横浜ゴムは9月3日、理化学研究所(理研)、日本ゼオンとの共同研究により、バイオマス(生物資源)からイソプレンを合成することに成功したと発表した。
イソプレンは自動車タイヤなどの原料として使われる合成ゴム(IR=ポリイソプレンゴム)の原料として使用される。現在、イソプレンはナフサ熱分解の副生成物として工業的に生産されているが、新技術の開発によって、今後石油への依存度が低減でき、地球温暖化の原因とされる二酸化炭素削減に貢献できる。
横浜ゴム、理研、日本ゼオンは、2013年からバイオマスから合成ゴムを作りだす共同研究を進めてきた。研究に当っては理研・環境資源科学研究センター(CSRS)が保有する細胞設計技術、植物科学技術が活用された。

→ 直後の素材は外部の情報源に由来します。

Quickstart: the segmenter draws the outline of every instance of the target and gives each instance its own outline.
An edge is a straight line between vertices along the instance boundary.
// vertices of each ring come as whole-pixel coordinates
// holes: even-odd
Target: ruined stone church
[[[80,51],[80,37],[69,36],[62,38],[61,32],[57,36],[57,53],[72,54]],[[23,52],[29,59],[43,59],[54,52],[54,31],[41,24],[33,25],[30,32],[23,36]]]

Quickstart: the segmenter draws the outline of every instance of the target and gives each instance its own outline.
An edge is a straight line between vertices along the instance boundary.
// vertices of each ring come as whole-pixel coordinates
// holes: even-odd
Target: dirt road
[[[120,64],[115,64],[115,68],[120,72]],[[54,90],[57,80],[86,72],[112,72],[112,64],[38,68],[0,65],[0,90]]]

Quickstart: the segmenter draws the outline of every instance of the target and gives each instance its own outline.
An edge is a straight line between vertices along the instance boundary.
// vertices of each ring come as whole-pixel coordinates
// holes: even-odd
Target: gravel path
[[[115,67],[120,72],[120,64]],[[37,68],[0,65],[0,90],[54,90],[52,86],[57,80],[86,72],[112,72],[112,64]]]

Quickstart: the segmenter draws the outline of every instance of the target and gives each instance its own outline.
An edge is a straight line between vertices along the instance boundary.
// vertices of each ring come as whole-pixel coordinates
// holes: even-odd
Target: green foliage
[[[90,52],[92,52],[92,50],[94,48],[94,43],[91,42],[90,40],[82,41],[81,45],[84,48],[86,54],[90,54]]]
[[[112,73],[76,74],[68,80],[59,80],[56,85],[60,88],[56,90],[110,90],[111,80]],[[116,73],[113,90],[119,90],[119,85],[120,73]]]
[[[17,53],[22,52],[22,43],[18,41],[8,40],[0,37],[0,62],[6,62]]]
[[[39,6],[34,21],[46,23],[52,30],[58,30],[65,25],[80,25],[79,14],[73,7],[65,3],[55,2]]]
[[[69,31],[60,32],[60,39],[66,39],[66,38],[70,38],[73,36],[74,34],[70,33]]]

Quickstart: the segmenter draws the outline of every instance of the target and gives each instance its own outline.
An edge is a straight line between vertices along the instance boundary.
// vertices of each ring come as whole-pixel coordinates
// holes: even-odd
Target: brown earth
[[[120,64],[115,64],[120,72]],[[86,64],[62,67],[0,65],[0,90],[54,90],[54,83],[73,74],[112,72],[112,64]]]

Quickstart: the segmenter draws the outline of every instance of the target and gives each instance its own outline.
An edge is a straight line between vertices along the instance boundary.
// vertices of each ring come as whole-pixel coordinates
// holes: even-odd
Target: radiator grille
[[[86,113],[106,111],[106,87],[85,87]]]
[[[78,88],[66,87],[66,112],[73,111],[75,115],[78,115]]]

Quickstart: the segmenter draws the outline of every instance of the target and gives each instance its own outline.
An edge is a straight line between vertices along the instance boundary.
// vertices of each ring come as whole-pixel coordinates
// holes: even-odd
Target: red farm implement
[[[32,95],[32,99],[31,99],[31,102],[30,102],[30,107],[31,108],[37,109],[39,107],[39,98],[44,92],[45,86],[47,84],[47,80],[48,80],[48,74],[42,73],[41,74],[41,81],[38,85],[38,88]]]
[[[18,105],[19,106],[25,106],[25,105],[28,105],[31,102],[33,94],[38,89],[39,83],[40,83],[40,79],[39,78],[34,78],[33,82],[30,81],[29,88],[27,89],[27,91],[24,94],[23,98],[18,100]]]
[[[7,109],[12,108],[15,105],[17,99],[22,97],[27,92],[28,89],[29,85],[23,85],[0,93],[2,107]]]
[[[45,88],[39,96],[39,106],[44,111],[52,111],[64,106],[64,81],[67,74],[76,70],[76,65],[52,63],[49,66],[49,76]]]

この結果、「in silico代謝設計技術」(コンピュータで微生物の代謝経路をゲノムスケールで設計する技術)を用いて人工代謝経路を設計し、イソプレンの新規合成法を発見するに至った。今後、2020年代前半を目標に実用化を目指す計画。ポリイソプレンゴムは化学構造が天然ゴムに類似することから合成天然ゴムとも呼ばれる。
このため新技術の開発は、化石燃料使用の削減だけでなく、気象条件によって生産高が変動する天然ゴムの補填原料としても期待できる。
理研は日本で唯一の自然科学の総合研究所。理研・CSRSでは持続的社会の実現に向け、生物機能分野では特に植物・微生物の機能を有効活用する基礎研究を推進している。日本ゼオンは合成ゴムの大手メーカー。重合触媒技術、合成ゴムの機能化などの研究に力を入れている。横浜ゴムはタイヤ・ゴム製品の総合メーカー。カーボンニュートラル(排出される二酸化炭素=吸収される二酸化炭素)な植物由来のバイオマスを活用する研究に積極的に取り組んでいる。